Medizinrecht

Halb aufgeklärt reicht auch?

RA Stefan Krappel
20.9.2017
OLG Dresden, Urteil vom 16.5.2017 — Aktenzeichen: 4 U 1229/15

Sachverhalt

Im Rahmen eines Anwaltshaftungsprozesses begehrte die Klägerin vor dem Landgericht Dresden Schadensersatz für verloren gegangene Ansprüche gegenüber einem Augenarzt.

Die Klägerin litt an beiden Augen an Grauem Star und musste deshalb operiert werden. Am 10.09.2007 wurde am linken Auge, am 20.09.2007 am rechten Auge jeweils im Rahmen der Operation auch eine Hornhautbegradigung vorgenommen (Astigmatismuskorrektur).

In der Folgezeit entstanden an den Augen der Klägerin erhebliche Vernarbungen, die ihre Sehfähigkeit beeinträchtigen.

Die Klägerin behauptete, über die Astigmatismuskorrektur und die damit einhergehenden Risiken nicht hinreichend aufgeklärt worden zu sein.

Die Forderung wurde vom Landgericht wegen Verjährung zunächst abgewiesen.

Entscheidung

Das OLG Dresden ist davon ausgegangen, dass die Ansprüche gegenüber den Rechtsanwälten nicht verjährt gewesen seien; in der Sache habe aber kein Anspruch gegen den Augenarzt bestanden, der hätte verloren gehen können.

Nach Anhörung des gerichtlich bestellten Sachverständigen ist das OLG Dresden davon ausgegangen, dass die durchgeführte Operation medizinisch indiziert war und auch fehlerfrei durchgeführt wurde; die Klägerin habe aber nicht beweisen können, dass die durchgeführte Hornhautbegradigung ursächlich geworden ist für den ihr entstandenen Schaden, nämlich insbesondere Vernarbungen auf der Hornhaut.

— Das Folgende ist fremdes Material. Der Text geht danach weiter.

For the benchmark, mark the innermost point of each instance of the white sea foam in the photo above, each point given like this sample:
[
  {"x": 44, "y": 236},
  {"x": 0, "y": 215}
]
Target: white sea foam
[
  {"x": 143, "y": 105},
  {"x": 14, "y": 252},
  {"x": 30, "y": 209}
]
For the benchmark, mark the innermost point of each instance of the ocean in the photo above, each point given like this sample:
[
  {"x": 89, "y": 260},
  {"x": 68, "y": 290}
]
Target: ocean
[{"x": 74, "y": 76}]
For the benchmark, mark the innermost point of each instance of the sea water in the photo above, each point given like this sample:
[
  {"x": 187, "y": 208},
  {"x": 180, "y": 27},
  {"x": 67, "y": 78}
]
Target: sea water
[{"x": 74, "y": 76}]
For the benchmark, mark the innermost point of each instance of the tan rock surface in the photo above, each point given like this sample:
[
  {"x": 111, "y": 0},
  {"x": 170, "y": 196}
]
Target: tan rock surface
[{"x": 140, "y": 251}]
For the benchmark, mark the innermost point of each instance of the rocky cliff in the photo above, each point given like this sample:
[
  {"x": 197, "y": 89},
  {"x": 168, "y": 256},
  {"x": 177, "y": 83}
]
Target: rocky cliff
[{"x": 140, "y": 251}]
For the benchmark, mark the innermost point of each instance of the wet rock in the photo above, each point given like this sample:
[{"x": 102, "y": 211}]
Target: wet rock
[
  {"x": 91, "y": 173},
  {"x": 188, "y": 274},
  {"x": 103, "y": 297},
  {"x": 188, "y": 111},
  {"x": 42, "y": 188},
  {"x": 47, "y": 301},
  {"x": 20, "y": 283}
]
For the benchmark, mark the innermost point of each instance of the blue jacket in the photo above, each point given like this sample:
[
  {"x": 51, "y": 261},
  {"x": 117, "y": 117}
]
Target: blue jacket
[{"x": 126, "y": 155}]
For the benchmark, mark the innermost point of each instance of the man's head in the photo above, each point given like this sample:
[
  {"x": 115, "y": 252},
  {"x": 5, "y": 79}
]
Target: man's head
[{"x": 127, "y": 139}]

Nach Auffassung des OLG Dresden muss der Patient beweisen, dass sein Gesundheitsschaden Folge eines mangels ordnungsgemäßer Aufklärung rechtswidrigen Eingriffs ist. Kann der Schaden eines Patienten sowohl durch den durch die Einwilligung gedeckten Eingriff als auch durch den durch die Einwilligung nicht mehr gedeckten und daher nicht rechtmäßigen Teil einer Operation verursacht worden sein, muss der Patient weiterhin beweisen, dass der Schaden durch den nicht rechtmäßigen Teil verursacht worden ist.

Im vorliegenden Fall war nach Anhörung des gerichtlich bestellten Sachverständigen mit höherer Wahrscheinlichkeit die Kombination der beiden Operationen für den Schaden verantwortlich als jede der beiden Operationen für sich genommen. Dies allein reichte dem Senat aber nicht, um eine Mitursächlichkeit als überwiegend wahrscheinlich im Sinne von § 287 ZPO anzusehen. Denn der Sachverständige hatte ausgeführt, allein die Operation am grauen Star sei für sich allein geeignet, zum Auftreten der Hornhautvernarbungen zu führen, weshalb gerade über das entsprechende Risiko aufgeklärt werde, mit dem die Klägerin schließlich auch einverstanden war. Dies stand einer hinreichenden Überzeugungsbildung im vorliegenden Fall entgegen.